The GY/GL or Twenty Five replaced the BX/BY in 1937 being first shown at the 1936 London Motor Show. The GL code was for the long wheelbase version. Although the chassis had the same wheelbase options as the outgoing model it was completely new and featured cross-braced spacing members for extra rigidity. It was the last car chassis to be designed by Vauxhall. Steel wheels replaced the wires and the front suspension was now independent using torsion bars. Lockheed hydraulic brakes with a dual-circuit for safety were used. The engine was extensively altered and its capacity increased to 3215 cc. The change was achieved by extending the stroke to 101.6 mm and decreasing the bore to 81.9 mm, the effect of which was to put the car into the lower 25 hp tax bracket. The 4-speed gearbox was carried over and in 1938 gained synchromesh on first gear. Also for 1938 the car came as standard with a heater and the Pedomatic starting system was dropped.

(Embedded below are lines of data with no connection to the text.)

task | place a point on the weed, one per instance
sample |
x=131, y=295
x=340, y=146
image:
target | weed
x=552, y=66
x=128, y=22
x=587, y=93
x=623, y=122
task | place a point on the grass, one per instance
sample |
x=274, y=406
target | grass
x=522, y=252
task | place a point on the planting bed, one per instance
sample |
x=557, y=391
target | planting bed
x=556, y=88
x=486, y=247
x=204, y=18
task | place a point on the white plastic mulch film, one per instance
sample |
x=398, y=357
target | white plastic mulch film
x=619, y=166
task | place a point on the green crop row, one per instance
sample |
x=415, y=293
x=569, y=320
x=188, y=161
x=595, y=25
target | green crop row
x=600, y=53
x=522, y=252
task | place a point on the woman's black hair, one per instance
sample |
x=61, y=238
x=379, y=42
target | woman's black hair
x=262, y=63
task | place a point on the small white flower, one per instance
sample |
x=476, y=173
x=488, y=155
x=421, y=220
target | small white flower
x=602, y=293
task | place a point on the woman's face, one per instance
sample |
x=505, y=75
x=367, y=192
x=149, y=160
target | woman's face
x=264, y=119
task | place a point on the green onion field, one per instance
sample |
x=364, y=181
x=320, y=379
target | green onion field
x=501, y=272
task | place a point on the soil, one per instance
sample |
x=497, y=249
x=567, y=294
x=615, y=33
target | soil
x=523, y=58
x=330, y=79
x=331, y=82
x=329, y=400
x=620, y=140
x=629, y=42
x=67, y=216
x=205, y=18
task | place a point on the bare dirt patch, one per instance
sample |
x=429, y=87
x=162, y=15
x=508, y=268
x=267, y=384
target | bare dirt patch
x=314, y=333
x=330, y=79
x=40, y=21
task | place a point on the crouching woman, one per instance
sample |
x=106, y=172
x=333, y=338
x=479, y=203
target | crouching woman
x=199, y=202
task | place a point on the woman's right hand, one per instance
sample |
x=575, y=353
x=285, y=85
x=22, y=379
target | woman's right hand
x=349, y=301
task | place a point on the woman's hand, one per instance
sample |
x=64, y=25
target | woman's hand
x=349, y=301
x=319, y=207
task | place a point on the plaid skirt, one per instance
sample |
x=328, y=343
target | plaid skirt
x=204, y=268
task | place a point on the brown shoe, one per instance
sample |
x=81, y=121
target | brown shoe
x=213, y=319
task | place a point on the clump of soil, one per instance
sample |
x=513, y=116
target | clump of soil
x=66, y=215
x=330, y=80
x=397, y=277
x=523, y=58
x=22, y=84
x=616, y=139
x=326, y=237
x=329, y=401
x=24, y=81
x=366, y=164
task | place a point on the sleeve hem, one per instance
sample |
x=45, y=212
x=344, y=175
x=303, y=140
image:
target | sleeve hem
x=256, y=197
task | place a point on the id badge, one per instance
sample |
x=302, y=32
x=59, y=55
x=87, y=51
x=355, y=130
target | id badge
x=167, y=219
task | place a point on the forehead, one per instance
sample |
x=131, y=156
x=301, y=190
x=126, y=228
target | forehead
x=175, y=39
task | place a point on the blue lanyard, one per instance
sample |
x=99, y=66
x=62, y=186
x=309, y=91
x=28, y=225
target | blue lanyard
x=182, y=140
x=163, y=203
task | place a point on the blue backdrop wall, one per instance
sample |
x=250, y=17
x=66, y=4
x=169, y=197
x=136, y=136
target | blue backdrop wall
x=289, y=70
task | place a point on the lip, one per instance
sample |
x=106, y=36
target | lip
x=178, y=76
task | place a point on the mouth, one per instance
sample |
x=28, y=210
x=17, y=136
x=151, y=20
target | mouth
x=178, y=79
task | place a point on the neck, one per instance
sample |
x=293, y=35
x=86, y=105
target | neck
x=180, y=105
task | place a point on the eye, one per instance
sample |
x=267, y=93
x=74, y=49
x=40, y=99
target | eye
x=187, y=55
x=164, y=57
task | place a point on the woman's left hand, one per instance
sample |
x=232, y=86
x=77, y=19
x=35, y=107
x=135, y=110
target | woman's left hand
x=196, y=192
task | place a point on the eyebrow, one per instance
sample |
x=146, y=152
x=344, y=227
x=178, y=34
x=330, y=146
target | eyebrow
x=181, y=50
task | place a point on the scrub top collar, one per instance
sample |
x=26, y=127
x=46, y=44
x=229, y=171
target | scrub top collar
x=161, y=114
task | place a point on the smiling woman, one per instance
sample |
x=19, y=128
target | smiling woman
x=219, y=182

Authorised bodies included a standard saloon by Vauxhall (GBP298), a Tickford foursome coupé (GBP365), Wingham cabriolet by Martin Walker (GBP400), Sports Saloon by Grosvenor (GBP345), Continental saloon by Connaught (GBP498), and a Limousine by Grosvenor (GBP575).

A car tested by the Autocar magazine reached 76 mph and accelerated from 0-60 mph in 21.9 seconds. A total of 6,822 had been produced when World War II stopped production; the car did not re-appear after the war.